Mosque in Cairo, Egypt

The Mosque of Uthman Katkhuda al-Qazdaghli, commonly referred to as the Mosque of al-Kikhya (not to be confused with the Al-Kikhya mosque in Sidon, Lebanon), is one of the Ottoman-era mosques in Egypt, built in 1734. It is located in the Azbakeya district, Cairo. It is named after Emir Uthman Katkhuda, a high-ranking Emir who constructed many religious buildings and endowed much of his property to build this mosque.

== History ==
When Prince Uthman completed its construction, he appointed the renowned Sheikh Omar ibn Ali ibn Mustafa al-Tahlawi as its teacher and Sheikh Hassan al-Maqdisi as its imam and preacher. The first prayer held there was so crowded that even Prince Uthman Bey Dhu al-Fiqar arrived late and, finding no place to pray, returned to the nearby Azbak Mosque. The mosque used to contain water jugs that were filled with dissolved sugar, which was very popular with the general public, who used to go to the mosque to worship and drink it's water.

The mosque was registered as UNSECO World Heritage site in 1979. It was affected severely by the 1992 Cairo earthquake, but faced a restoration and was fully repaired by 2000.

== Description ==
The mosque has a distinctive architectural style characteristic of the Mamluk era. It consists of a central courtyard surrounded by four iwans, the largest of which is the iwan of the great dome. This iwan is composed of three arcades supported by columns parallel to the qibla wall.

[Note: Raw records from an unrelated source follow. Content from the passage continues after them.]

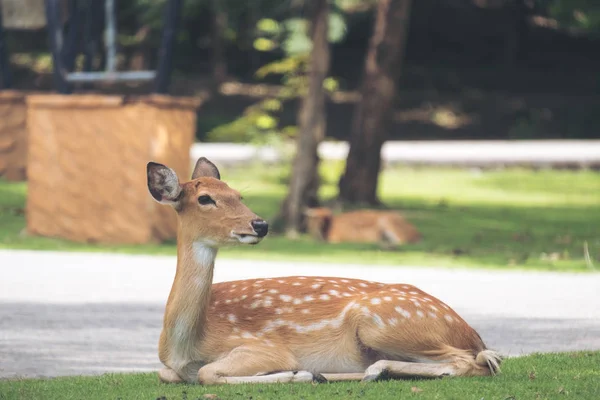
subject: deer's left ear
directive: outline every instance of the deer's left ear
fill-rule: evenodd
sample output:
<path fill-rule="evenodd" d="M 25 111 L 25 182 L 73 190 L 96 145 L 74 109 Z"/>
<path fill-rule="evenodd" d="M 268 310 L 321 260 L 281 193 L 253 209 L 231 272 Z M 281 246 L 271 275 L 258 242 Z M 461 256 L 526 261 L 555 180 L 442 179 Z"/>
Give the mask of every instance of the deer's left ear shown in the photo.
<path fill-rule="evenodd" d="M 206 157 L 200 157 L 194 167 L 192 179 L 198 179 L 203 176 L 209 176 L 215 179 L 221 179 L 219 169 L 215 164 L 210 162 Z"/>
<path fill-rule="evenodd" d="M 149 162 L 146 166 L 148 190 L 161 204 L 175 205 L 179 202 L 182 189 L 175 171 L 166 165 Z"/>

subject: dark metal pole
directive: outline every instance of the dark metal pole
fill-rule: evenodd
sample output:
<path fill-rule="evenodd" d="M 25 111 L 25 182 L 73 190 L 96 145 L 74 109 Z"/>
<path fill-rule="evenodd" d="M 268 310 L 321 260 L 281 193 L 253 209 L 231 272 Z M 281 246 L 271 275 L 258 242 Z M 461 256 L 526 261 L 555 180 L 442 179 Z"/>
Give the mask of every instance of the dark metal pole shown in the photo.
<path fill-rule="evenodd" d="M 77 0 L 69 0 L 69 30 L 67 33 L 67 43 L 63 50 L 63 60 L 67 71 L 73 71 L 75 68 L 75 58 L 79 53 L 79 20 L 81 15 Z"/>
<path fill-rule="evenodd" d="M 2 7 L 0 7 L 0 88 L 12 87 L 12 76 L 10 74 L 10 63 L 8 62 L 6 41 L 4 39 L 4 26 L 2 25 Z"/>
<path fill-rule="evenodd" d="M 168 0 L 166 5 L 162 40 L 158 53 L 158 69 L 154 82 L 155 93 L 165 94 L 169 89 L 173 68 L 173 46 L 181 16 L 181 4 L 181 0 Z"/>
<path fill-rule="evenodd" d="M 68 94 L 71 92 L 71 87 L 64 78 L 66 70 L 62 57 L 63 35 L 60 3 L 59 0 L 46 0 L 45 4 L 50 50 L 52 52 L 52 62 L 54 63 L 54 85 L 59 93 Z"/>

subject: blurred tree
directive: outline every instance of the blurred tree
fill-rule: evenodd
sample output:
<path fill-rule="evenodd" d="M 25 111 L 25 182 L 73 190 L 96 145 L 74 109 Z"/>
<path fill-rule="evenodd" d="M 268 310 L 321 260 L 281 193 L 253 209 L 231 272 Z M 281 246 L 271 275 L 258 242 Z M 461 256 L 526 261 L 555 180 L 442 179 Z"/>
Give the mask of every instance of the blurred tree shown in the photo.
<path fill-rule="evenodd" d="M 220 85 L 227 78 L 227 58 L 225 55 L 225 32 L 227 30 L 227 10 L 221 0 L 211 0 L 213 12 L 213 57 L 212 70 L 215 85 Z"/>
<path fill-rule="evenodd" d="M 410 6 L 411 0 L 379 0 L 365 59 L 361 99 L 353 115 L 346 169 L 339 183 L 339 198 L 343 202 L 379 203 L 381 147 L 402 66 Z"/>
<path fill-rule="evenodd" d="M 329 4 L 328 0 L 310 2 L 311 28 L 308 92 L 298 113 L 299 132 L 294 158 L 290 190 L 285 198 L 281 217 L 288 236 L 303 230 L 303 212 L 317 203 L 319 188 L 319 156 L 317 148 L 325 138 L 325 89 L 323 83 L 329 71 Z"/>
<path fill-rule="evenodd" d="M 567 28 L 583 33 L 600 34 L 600 1 L 537 0 L 547 7 L 550 16 Z"/>

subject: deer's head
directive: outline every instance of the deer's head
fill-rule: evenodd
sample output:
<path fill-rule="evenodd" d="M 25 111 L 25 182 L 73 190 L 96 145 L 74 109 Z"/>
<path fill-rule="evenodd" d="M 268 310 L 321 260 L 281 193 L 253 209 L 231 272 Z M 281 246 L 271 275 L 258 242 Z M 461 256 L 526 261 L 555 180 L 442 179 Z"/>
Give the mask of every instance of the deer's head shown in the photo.
<path fill-rule="evenodd" d="M 149 162 L 148 190 L 157 202 L 172 206 L 179 217 L 180 235 L 210 247 L 257 244 L 269 225 L 244 203 L 240 193 L 221 181 L 217 167 L 202 157 L 192 180 L 180 183 L 171 168 Z"/>

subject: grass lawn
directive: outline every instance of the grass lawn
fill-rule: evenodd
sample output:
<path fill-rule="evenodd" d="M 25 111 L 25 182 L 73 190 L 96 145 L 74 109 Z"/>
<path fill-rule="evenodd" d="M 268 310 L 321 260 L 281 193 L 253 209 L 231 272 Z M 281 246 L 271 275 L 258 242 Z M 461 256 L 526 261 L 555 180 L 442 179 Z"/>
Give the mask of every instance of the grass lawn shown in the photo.
<path fill-rule="evenodd" d="M 322 166 L 324 199 L 336 194 L 339 163 Z M 284 168 L 222 169 L 246 203 L 272 218 L 286 193 Z M 394 168 L 382 173 L 381 197 L 421 230 L 424 240 L 396 251 L 375 245 L 328 245 L 270 234 L 258 246 L 223 249 L 221 257 L 362 264 L 589 271 L 584 242 L 600 262 L 600 174 L 593 171 L 470 171 Z M 0 248 L 175 254 L 174 243 L 97 246 L 27 237 L 27 187 L 0 182 Z"/>
<path fill-rule="evenodd" d="M 0 399 L 444 399 L 600 398 L 600 352 L 537 354 L 505 360 L 486 378 L 382 381 L 362 384 L 164 385 L 156 374 L 108 374 L 0 381 Z"/>

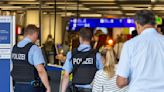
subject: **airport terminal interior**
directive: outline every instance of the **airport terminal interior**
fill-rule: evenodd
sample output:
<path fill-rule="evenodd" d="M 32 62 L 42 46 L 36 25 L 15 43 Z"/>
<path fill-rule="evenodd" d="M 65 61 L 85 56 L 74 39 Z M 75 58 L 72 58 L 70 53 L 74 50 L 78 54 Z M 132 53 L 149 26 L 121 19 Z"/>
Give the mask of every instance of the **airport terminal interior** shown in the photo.
<path fill-rule="evenodd" d="M 115 44 L 137 35 L 133 16 L 138 10 L 154 11 L 157 30 L 164 34 L 164 0 L 0 0 L 0 16 L 15 16 L 15 43 L 23 39 L 28 24 L 36 25 L 40 29 L 36 44 L 47 65 L 57 70 L 63 66 L 67 52 L 78 47 L 78 32 L 83 27 L 91 28 L 93 41 L 98 37 L 99 43 L 93 48 L 101 52 L 109 45 L 117 49 L 119 57 L 121 47 Z M 60 90 L 61 72 L 52 71 L 48 72 L 51 85 Z"/>

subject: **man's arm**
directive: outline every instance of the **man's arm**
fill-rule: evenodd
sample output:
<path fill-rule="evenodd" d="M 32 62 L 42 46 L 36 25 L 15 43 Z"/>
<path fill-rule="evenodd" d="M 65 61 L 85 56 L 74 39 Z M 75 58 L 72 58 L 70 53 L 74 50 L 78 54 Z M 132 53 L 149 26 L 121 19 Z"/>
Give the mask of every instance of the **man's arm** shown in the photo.
<path fill-rule="evenodd" d="M 38 74 L 39 74 L 39 77 L 40 77 L 42 83 L 46 87 L 46 92 L 51 92 L 47 72 L 46 72 L 44 66 L 42 64 L 39 64 L 39 65 L 36 66 L 36 69 L 38 71 Z"/>
<path fill-rule="evenodd" d="M 69 73 L 65 71 L 63 80 L 62 80 L 62 91 L 61 92 L 66 92 L 68 83 L 69 83 Z"/>
<path fill-rule="evenodd" d="M 116 83 L 119 88 L 123 88 L 128 85 L 128 79 L 121 76 L 117 76 Z"/>
<path fill-rule="evenodd" d="M 129 83 L 129 76 L 130 76 L 130 57 L 129 57 L 129 48 L 127 43 L 124 44 L 120 61 L 117 67 L 117 86 L 119 88 L 123 88 L 124 86 L 127 86 Z"/>

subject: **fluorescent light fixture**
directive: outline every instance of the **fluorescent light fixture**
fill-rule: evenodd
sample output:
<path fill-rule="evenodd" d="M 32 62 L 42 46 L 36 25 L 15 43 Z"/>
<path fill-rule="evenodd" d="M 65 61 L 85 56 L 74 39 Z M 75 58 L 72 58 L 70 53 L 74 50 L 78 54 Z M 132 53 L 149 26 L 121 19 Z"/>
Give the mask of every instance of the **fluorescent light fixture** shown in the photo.
<path fill-rule="evenodd" d="M 51 12 L 50 14 L 54 15 L 54 12 Z M 61 15 L 62 17 L 75 15 L 74 13 L 71 13 L 71 12 L 67 12 L 66 15 L 65 15 L 65 12 L 57 12 L 56 14 Z"/>
<path fill-rule="evenodd" d="M 164 10 L 164 7 L 154 7 L 153 10 Z"/>
<path fill-rule="evenodd" d="M 102 14 L 80 14 L 80 17 L 102 17 Z"/>
<path fill-rule="evenodd" d="M 149 8 L 122 7 L 123 10 L 143 10 Z"/>
<path fill-rule="evenodd" d="M 150 7 L 149 4 L 123 4 L 122 7 Z"/>
<path fill-rule="evenodd" d="M 115 14 L 123 14 L 122 11 L 98 11 L 99 13 L 105 13 L 105 14 L 111 14 L 111 15 L 115 15 Z"/>
<path fill-rule="evenodd" d="M 62 10 L 65 10 L 64 6 L 59 6 L 57 8 L 61 8 Z M 67 7 L 67 10 L 77 10 L 77 7 Z M 86 7 L 79 7 L 79 10 L 90 10 L 90 8 L 86 8 Z"/>
<path fill-rule="evenodd" d="M 45 4 L 55 4 L 54 2 L 46 2 Z M 56 2 L 56 4 L 65 4 L 65 2 Z M 77 4 L 77 3 L 74 3 L 74 2 L 67 2 L 68 5 L 72 5 L 72 4 Z"/>
<path fill-rule="evenodd" d="M 22 9 L 22 6 L 0 6 L 1 10 L 18 10 L 18 9 Z"/>
<path fill-rule="evenodd" d="M 39 8 L 39 6 L 27 6 L 26 8 Z M 42 6 L 42 8 L 54 8 L 54 6 Z"/>
<path fill-rule="evenodd" d="M 94 1 L 94 2 L 96 2 L 96 1 L 100 1 L 100 0 L 79 0 L 79 1 L 87 1 L 87 2 Z M 115 1 L 115 0 L 101 0 L 101 1 L 103 2 L 103 1 Z"/>
<path fill-rule="evenodd" d="M 113 4 L 116 4 L 116 3 L 111 3 L 111 2 L 106 2 L 106 3 L 101 3 L 101 2 L 86 2 L 86 3 L 83 3 L 84 5 L 90 5 L 90 4 L 94 4 L 94 5 L 107 5 L 107 4 L 109 4 L 109 5 L 113 5 Z"/>
<path fill-rule="evenodd" d="M 135 15 L 135 13 L 126 13 L 125 15 L 127 15 L 127 16 L 133 16 L 133 15 Z"/>
<path fill-rule="evenodd" d="M 130 28 L 129 28 L 130 34 L 132 34 L 132 32 L 133 32 L 135 29 L 136 29 L 135 27 L 130 27 Z"/>
<path fill-rule="evenodd" d="M 39 4 L 39 2 L 32 2 L 32 1 L 21 1 L 21 2 L 9 2 L 8 4 Z"/>
<path fill-rule="evenodd" d="M 12 9 L 12 8 L 22 8 L 22 6 L 0 6 L 0 8 Z"/>
<path fill-rule="evenodd" d="M 102 7 L 102 6 L 96 6 L 96 7 L 91 7 L 91 8 L 103 8 L 103 9 L 118 9 L 118 7 L 116 7 L 116 6 L 108 6 L 108 7 Z"/>

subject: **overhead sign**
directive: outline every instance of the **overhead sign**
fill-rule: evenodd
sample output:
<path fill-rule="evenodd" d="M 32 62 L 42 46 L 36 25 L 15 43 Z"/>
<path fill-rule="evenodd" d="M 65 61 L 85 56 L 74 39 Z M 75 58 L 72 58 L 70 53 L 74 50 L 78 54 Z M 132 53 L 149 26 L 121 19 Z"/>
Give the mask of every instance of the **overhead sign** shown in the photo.
<path fill-rule="evenodd" d="M 0 16 L 0 90 L 11 92 L 10 57 L 15 43 L 15 17 Z"/>
<path fill-rule="evenodd" d="M 78 30 L 83 27 L 135 27 L 134 19 L 132 18 L 71 18 L 67 30 Z"/>

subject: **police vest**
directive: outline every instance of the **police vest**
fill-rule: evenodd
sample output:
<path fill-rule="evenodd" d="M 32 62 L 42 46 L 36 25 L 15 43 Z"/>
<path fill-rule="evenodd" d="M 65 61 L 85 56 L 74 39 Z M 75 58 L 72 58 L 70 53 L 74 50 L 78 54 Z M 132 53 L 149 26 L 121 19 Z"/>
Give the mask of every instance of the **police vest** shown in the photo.
<path fill-rule="evenodd" d="M 35 67 L 28 62 L 28 52 L 33 45 L 33 43 L 28 43 L 25 47 L 17 47 L 17 45 L 13 47 L 11 75 L 15 82 L 31 82 L 39 78 Z"/>
<path fill-rule="evenodd" d="M 75 49 L 72 52 L 73 84 L 86 85 L 93 81 L 96 68 L 96 51 L 91 49 L 87 52 L 80 52 Z"/>

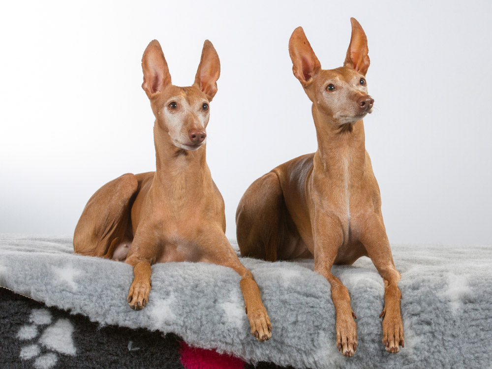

The mosque has four facades and is distinguished by its exquisite decorations and granite marble lintels.

The entrance features a doorway accessed by a set of marble steps. The doorway itself is adorned with floral motifs. The mosque's upper wall is encircled by a wooden cornice inscribed with Quranic verses. In the center of the qibla wall is a crafted marble mihrab flanked by two black columns. Next to the mihrab is a wooden minbar made of turned wood and assembled inlays. Above the mihrab is a round window filled with multicolored stained glass inscribed with the names Allah, Muhammad, Abu Bakr, and Uthman.

A lintel above the mosque's entrance bears hieroglyphic inscriptions. This practice of reusing building stones from ancient temples was widely common during the past, and several mosques, churches, and temples feature inscriptions from older temples.